Я коснулся своей ноги, она оказалась ледяной. Аня лежала, отвернувшись от меня, укутанная в одеяло, оставив меня без него. «Сколько я так лежу? Странно, на улице лето, а мое тело холодное». Я вернулся мыслями к Ане и потянулся к одеялу, желая отдернуть его, но передумал будить Аню таким образом. «Аккуратно подлезу к ней». Мне было жизненно необходимо как можно скорее увидеть Аню, прикоснуться к ее телу. Я должен был как можно скорее удостовериться в том, что она существует. Мне нужно было убедиться, что сон – это действительно пауза между вчерашним «сегодня» и сегодняшним «сегодня». «Это ведь так, ничего не изменилось? Она же не могла исчезнуть? Не придумал же я ее? Аня!». Я аккуратно рукой подлез под одеяло. Там пусто! Мне вдруг сделалось страшно. В груди сильно кольнуло и ускорилось сердцебиение. Я схватил одеяло и бросил его на пол.
– Аня!
«Как я мог забыть! Аня говорила, что утром уйдет по делам. Все в порядке. Успокойся. Прошу тебя, Артем, успокойся. Она не исчезла».

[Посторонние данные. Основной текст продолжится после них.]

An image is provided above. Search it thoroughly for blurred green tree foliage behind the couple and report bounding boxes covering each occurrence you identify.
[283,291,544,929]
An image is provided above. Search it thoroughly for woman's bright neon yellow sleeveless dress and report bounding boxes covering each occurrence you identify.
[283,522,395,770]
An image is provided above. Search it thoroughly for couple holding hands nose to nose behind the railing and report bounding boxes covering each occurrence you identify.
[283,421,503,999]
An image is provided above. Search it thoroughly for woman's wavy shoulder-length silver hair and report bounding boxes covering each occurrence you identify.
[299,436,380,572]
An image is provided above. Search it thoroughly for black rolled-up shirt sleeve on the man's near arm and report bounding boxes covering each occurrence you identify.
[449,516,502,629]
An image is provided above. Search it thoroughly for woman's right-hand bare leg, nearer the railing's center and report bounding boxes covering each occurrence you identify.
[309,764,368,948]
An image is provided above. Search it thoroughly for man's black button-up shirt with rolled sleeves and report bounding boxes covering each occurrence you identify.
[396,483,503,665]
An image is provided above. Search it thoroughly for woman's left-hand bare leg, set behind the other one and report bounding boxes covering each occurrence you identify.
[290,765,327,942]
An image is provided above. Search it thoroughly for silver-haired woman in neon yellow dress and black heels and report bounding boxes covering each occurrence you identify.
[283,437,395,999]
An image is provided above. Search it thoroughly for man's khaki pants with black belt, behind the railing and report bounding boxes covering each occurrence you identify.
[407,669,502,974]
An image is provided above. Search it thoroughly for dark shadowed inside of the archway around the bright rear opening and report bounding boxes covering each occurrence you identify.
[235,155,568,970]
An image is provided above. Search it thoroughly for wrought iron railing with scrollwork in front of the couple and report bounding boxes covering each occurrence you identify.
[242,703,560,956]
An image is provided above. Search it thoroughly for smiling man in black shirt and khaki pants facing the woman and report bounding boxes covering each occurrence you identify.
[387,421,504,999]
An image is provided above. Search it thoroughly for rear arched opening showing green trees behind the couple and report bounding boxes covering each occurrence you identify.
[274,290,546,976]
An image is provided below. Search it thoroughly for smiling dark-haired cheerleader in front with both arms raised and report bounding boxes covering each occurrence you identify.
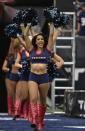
[19,23,58,130]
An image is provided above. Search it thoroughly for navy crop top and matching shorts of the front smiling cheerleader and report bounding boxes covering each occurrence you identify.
[29,48,51,84]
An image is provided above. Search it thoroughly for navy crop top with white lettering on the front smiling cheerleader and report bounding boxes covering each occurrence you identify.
[30,48,51,64]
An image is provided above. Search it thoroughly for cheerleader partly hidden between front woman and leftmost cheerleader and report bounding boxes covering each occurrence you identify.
[15,47,30,118]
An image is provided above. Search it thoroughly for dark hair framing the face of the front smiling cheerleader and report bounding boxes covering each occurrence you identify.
[32,33,48,49]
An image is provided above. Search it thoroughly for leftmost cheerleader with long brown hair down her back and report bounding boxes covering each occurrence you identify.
[2,38,19,116]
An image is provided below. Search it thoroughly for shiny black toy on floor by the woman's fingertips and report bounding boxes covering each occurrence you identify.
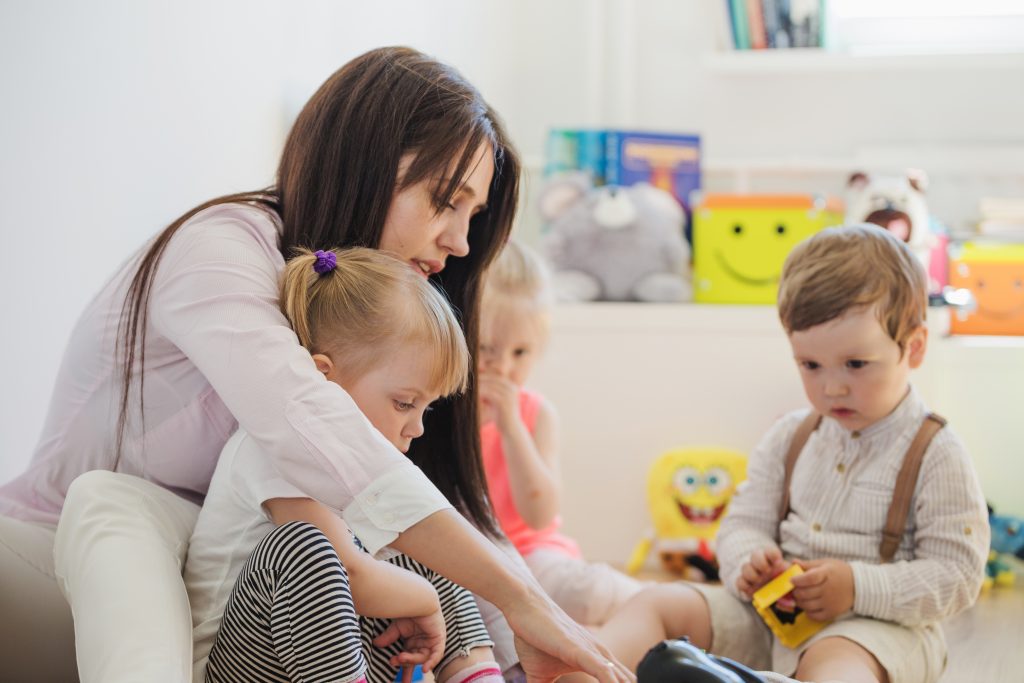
[637,638,765,683]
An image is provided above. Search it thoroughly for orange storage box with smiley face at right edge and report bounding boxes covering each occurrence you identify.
[949,242,1024,335]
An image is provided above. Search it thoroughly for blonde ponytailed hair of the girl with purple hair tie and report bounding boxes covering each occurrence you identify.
[281,248,469,396]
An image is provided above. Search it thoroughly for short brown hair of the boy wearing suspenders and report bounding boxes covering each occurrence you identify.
[778,224,928,352]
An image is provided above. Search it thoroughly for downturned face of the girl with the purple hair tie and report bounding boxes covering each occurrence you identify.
[313,346,438,453]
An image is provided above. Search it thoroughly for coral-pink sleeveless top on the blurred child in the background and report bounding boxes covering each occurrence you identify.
[480,389,581,557]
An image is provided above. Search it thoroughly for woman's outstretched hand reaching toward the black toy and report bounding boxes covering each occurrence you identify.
[504,596,636,683]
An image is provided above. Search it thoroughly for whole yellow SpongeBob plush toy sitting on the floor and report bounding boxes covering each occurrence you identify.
[626,449,746,580]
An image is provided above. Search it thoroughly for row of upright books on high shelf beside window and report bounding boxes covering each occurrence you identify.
[721,0,824,50]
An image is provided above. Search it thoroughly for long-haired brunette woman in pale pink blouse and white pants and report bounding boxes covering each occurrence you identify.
[0,48,631,683]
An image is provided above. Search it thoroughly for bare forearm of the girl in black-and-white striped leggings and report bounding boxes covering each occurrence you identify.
[263,498,440,618]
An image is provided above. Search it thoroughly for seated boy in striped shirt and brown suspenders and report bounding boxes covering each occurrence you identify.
[602,225,989,683]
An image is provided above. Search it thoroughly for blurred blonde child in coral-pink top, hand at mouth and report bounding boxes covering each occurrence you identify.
[477,242,642,626]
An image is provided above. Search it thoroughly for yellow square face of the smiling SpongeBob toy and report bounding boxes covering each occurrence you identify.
[647,449,746,540]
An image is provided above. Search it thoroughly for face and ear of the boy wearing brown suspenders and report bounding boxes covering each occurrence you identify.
[790,307,928,430]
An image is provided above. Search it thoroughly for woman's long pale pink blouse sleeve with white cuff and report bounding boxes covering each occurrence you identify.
[148,205,451,553]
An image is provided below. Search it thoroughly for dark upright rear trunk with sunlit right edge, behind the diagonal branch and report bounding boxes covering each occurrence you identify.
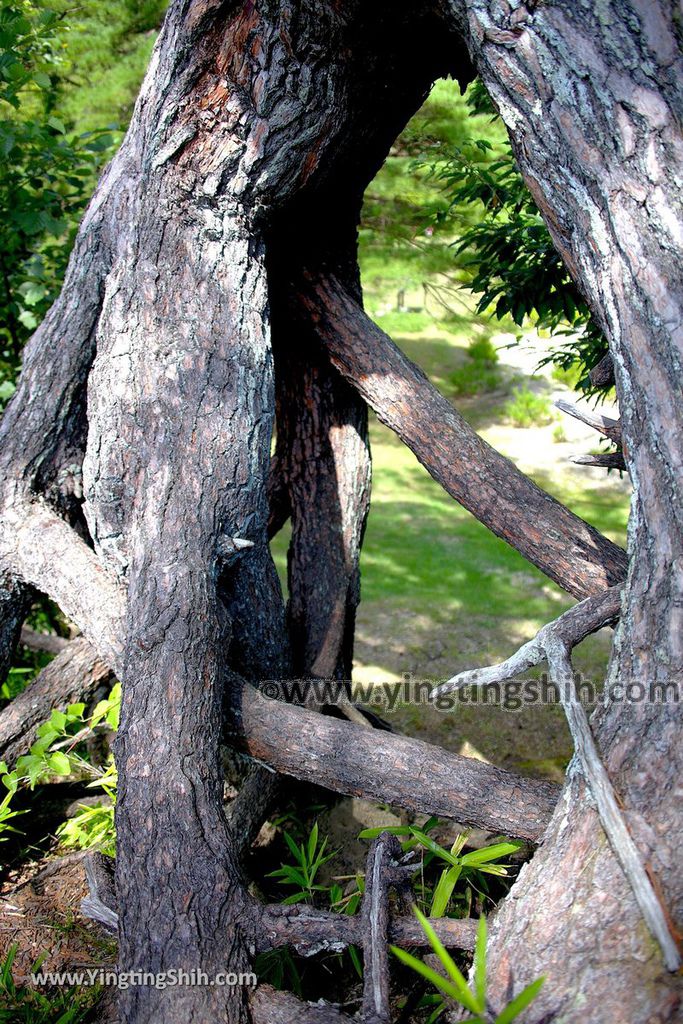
[271,299,370,679]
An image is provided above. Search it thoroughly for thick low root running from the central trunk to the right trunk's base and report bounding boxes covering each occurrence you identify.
[228,686,558,842]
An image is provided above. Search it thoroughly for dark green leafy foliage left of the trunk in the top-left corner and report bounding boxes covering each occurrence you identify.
[0,0,113,403]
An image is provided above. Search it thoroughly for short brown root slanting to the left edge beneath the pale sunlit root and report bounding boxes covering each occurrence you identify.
[0,637,114,768]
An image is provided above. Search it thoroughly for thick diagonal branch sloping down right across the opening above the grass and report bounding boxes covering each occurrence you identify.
[296,278,627,598]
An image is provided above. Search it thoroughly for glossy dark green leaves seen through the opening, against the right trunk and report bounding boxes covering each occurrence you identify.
[430,77,607,390]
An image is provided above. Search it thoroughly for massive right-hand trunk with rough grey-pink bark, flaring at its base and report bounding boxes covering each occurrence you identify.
[432,0,683,1024]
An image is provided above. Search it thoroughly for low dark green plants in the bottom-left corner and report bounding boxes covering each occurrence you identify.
[0,943,100,1024]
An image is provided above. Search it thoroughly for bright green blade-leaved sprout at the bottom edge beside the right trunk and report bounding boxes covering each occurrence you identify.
[391,907,545,1024]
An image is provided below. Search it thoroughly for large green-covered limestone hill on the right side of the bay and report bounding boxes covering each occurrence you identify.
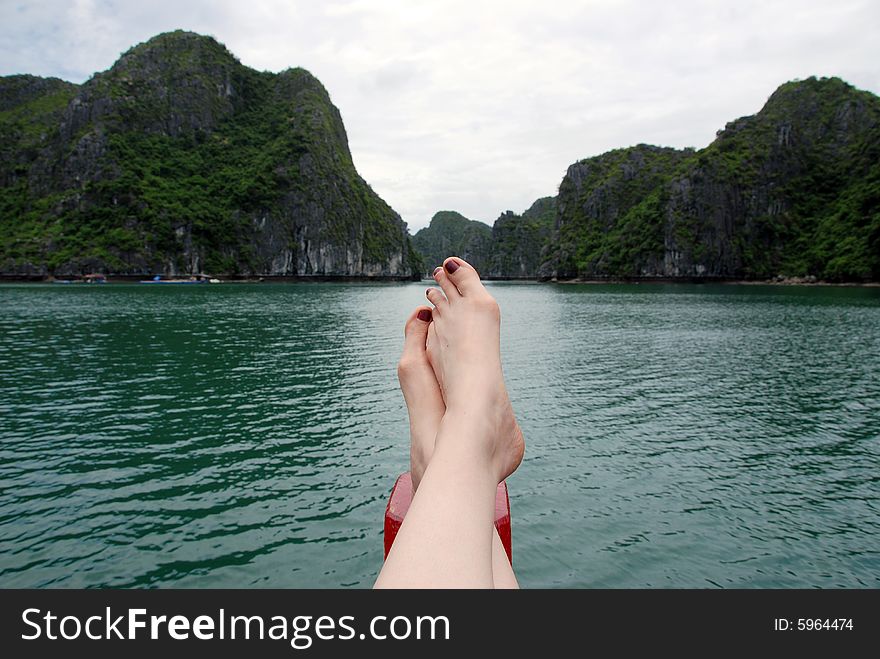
[539,78,880,280]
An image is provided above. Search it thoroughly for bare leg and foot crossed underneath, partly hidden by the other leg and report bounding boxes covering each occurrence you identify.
[397,307,519,588]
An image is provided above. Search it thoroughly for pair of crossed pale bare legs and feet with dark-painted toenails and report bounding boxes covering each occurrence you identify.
[376,257,524,588]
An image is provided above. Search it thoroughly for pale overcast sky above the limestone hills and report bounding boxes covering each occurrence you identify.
[0,0,880,232]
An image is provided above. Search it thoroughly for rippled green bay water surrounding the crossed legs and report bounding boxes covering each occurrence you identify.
[0,283,880,588]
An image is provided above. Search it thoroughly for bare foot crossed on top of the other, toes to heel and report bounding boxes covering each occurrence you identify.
[426,257,525,482]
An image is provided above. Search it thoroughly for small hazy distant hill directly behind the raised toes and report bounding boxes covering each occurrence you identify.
[413,211,492,277]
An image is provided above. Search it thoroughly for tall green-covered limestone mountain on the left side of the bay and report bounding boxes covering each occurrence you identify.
[0,32,421,278]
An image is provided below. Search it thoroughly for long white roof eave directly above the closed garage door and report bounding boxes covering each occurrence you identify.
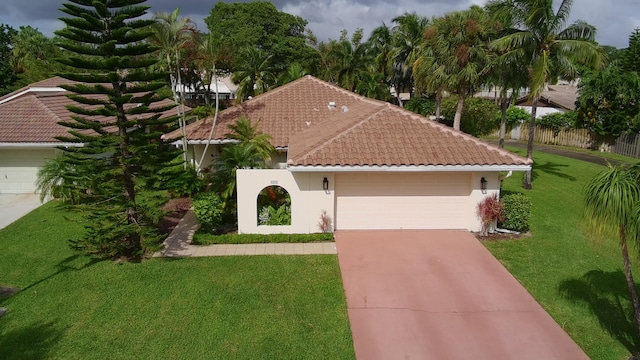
[287,164,531,172]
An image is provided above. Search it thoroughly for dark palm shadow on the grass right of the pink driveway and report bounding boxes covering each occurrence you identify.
[558,270,640,354]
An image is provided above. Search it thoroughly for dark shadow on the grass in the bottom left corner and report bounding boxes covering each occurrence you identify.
[0,320,65,360]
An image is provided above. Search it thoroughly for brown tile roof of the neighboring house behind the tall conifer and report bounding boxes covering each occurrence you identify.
[0,77,185,146]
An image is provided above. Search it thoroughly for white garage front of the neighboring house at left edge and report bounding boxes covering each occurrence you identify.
[0,149,55,194]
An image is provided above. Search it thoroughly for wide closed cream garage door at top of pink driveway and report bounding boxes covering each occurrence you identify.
[335,174,471,230]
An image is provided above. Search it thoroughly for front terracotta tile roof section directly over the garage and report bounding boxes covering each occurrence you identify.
[288,104,531,166]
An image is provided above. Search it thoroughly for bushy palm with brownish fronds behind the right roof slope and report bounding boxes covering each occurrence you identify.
[424,6,499,130]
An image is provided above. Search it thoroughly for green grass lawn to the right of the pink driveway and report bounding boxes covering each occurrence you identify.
[485,149,640,360]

«Мне нужно поспать. Я хочу спать».
Я продолжал лежать на кровати, смотря на белоснежный потолок. «Какой же ты красивый. Ровный. Чистый. Даже потолок квартиры спокойствия и тишины делает меня… делает…». Я не мог подобрать нужных слов, мной овладевал сон.
Лесная тропа местами иногда сужалась до такой степени, что при ходьбе приходилось ставить ступни по одной линии. При этом я хватался руками за многочисленные ветки деревьев, чтобы сохранить равновесие и не упасть. Тропа спускалась змеиными изгибами с небольшого холма к лесному озеру, которое с каждым моим шагом все больше проглядывалось меж стволов деревьев. Мы шли вдвоем с отцом. Он, впереди меня, легким шагом преодолевал метр за метром трудной дороги. Ноги отца, казалось, знали каждый изгиб дерновой змеи, каждый корень деревьев, которые только нам попадались под ноги. Он ловко уворачивался от веток, которые намеревались больно ударить в лицо каждого из нас. Я отставал. Ловкость моего тела не позволяла безопасно сравняться с быстрым темпом моего спутника. Мое лицо горело от ударов веток, а колени были изодраны от падений на землю. Я падал, злился, поднимался, догонял отца, получал ветками по лицу, потом опять спотыкался, падал и снова поднимался. Я пытался крикнуть отцу, чтобы он двигался медленнее, но у меня не получалось этого сделать. Отец иногда оглядывался и, видя, как я мучаюсь, безучастно смотрел на меня. Через некоторое время, когда падения, как казалось, стали более частыми, отец далеко от меня оторвался вперед.